A Bird and Fruit Trees

There are n trees in a circle. Each tree has a fruit value associated with it. A bird can sit on a tree for 0.5 sec and then he has to move to a neighbouring tree. It takes the bird 0.5 seconds to move from one tree to another. The bird gets the fruit value when she sits on a tree. We are given n number of seconds the bird has and, the fruit values val[m] of the trees. We have to maximise the total fruit value that the bird can gather. The bird can start from any tree.

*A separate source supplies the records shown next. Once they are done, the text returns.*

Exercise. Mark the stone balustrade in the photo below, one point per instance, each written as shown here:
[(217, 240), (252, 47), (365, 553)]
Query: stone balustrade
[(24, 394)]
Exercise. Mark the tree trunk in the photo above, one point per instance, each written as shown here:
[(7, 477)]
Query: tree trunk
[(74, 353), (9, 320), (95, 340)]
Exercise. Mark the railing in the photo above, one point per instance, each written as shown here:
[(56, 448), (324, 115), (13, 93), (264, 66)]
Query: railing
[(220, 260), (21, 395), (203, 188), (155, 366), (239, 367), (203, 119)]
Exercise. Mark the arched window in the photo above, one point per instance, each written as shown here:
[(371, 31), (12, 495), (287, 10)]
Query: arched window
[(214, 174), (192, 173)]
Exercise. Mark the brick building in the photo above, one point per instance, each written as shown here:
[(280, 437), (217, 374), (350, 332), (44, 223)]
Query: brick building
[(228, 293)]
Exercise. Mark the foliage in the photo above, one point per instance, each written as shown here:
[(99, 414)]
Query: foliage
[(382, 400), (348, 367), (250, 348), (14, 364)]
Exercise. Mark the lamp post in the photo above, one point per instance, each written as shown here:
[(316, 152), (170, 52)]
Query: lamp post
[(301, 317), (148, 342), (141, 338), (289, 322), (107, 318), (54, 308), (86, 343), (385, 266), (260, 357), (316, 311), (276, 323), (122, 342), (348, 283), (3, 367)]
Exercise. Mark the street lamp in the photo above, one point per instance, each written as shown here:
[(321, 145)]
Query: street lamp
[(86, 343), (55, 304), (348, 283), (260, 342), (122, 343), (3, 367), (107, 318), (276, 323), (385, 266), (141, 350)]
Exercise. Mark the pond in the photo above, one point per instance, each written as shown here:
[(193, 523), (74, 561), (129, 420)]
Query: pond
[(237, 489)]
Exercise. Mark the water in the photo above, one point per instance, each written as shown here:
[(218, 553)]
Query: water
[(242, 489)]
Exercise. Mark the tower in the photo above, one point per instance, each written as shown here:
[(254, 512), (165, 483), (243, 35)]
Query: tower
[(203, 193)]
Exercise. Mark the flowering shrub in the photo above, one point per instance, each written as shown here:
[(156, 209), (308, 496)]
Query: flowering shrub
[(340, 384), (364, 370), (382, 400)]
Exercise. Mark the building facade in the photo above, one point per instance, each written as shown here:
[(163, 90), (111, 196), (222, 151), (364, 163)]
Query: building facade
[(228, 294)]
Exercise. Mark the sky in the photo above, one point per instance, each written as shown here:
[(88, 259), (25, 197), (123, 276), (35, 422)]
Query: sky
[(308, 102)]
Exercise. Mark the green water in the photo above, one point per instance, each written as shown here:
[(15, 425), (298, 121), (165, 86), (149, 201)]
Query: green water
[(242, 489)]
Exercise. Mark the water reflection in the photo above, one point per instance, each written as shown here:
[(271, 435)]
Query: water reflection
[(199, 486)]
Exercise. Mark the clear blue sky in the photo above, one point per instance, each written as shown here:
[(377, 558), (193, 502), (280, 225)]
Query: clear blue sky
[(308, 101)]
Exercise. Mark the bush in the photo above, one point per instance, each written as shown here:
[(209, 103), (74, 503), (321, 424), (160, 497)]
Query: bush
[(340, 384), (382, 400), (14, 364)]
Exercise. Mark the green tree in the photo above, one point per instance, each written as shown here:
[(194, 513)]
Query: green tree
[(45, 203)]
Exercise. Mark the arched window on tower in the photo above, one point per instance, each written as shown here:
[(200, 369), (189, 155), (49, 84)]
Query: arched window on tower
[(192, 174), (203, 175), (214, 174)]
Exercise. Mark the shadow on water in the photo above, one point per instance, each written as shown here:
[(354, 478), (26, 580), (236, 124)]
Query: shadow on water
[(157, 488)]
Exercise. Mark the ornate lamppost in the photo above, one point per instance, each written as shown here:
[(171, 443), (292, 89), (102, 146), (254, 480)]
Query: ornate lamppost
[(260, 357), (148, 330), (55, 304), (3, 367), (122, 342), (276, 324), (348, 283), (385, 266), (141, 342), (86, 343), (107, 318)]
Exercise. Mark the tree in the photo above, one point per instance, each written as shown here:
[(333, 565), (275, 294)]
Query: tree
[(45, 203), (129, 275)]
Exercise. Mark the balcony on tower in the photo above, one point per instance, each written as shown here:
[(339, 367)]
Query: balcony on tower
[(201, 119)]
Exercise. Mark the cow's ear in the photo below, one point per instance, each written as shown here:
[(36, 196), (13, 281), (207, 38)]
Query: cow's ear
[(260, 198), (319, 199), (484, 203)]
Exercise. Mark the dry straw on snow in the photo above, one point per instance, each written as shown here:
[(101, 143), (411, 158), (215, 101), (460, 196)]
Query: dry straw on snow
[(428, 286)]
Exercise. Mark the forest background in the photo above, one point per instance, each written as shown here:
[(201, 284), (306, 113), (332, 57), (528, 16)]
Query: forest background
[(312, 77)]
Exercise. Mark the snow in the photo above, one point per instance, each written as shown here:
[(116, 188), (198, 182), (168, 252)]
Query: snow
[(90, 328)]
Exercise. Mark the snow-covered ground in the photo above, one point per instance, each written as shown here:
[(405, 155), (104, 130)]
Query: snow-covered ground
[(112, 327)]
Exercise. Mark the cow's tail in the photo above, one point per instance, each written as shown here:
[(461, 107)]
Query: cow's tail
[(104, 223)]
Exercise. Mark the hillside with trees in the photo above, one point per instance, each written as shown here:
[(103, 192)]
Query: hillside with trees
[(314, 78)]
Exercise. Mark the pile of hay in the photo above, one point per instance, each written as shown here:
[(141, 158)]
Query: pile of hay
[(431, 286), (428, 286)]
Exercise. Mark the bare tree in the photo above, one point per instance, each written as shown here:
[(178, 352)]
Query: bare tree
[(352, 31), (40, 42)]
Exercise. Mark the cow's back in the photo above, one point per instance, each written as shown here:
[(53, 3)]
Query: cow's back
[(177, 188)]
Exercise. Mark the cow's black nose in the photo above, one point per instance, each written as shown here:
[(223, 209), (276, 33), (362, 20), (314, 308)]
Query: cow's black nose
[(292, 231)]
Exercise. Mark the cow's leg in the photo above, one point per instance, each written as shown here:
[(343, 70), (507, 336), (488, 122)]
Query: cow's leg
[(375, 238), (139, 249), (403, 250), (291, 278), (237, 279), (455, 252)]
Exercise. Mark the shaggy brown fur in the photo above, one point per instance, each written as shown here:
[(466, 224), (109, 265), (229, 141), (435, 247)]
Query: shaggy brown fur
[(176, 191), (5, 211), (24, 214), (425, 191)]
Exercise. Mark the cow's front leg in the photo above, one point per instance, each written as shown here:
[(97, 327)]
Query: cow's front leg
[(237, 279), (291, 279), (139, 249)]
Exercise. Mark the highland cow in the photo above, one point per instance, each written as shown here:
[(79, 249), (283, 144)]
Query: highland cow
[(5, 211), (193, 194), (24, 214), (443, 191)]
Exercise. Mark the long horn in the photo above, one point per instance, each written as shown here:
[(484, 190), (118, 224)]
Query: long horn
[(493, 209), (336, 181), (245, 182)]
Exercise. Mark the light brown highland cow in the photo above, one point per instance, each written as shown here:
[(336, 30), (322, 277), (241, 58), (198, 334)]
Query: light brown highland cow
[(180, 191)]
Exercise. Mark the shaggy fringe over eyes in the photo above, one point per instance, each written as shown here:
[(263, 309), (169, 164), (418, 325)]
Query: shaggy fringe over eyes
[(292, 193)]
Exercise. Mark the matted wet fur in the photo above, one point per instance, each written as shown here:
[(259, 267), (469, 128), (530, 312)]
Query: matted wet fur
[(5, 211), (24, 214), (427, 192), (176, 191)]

Naive Thinking: 第一眼觉得是DP，但是写了写发现只要找到连续的相加之和最大的树群就行了，每棵树用的时间是固定的。

算法复杂度是O(n)。

 public class Solution{

    public static void main(String args[]){
        int val[] = {1,1,1,1,1,1,1,2,1,1,2,4};
        Solution s = new Solution();
        System.out.println(s.maxFruitValue(4,val));
    }

    public int maxFruitValue(int n, int val[]){
        int sum = 0;
        int max = 0;
        int begin = 0;
        int end = n;
        for(int i = 0;i < end && i < val.length;i++)
            sum += val[i];
        max = sum;
        if(n >= val.length){return max;}
        while(begin < val.length){
            sum -= val[begin++];
            sum += val[end];
            max = Math.max(max,sum);
            end = (end+1)%val.length;
        }
        return max;
    }
}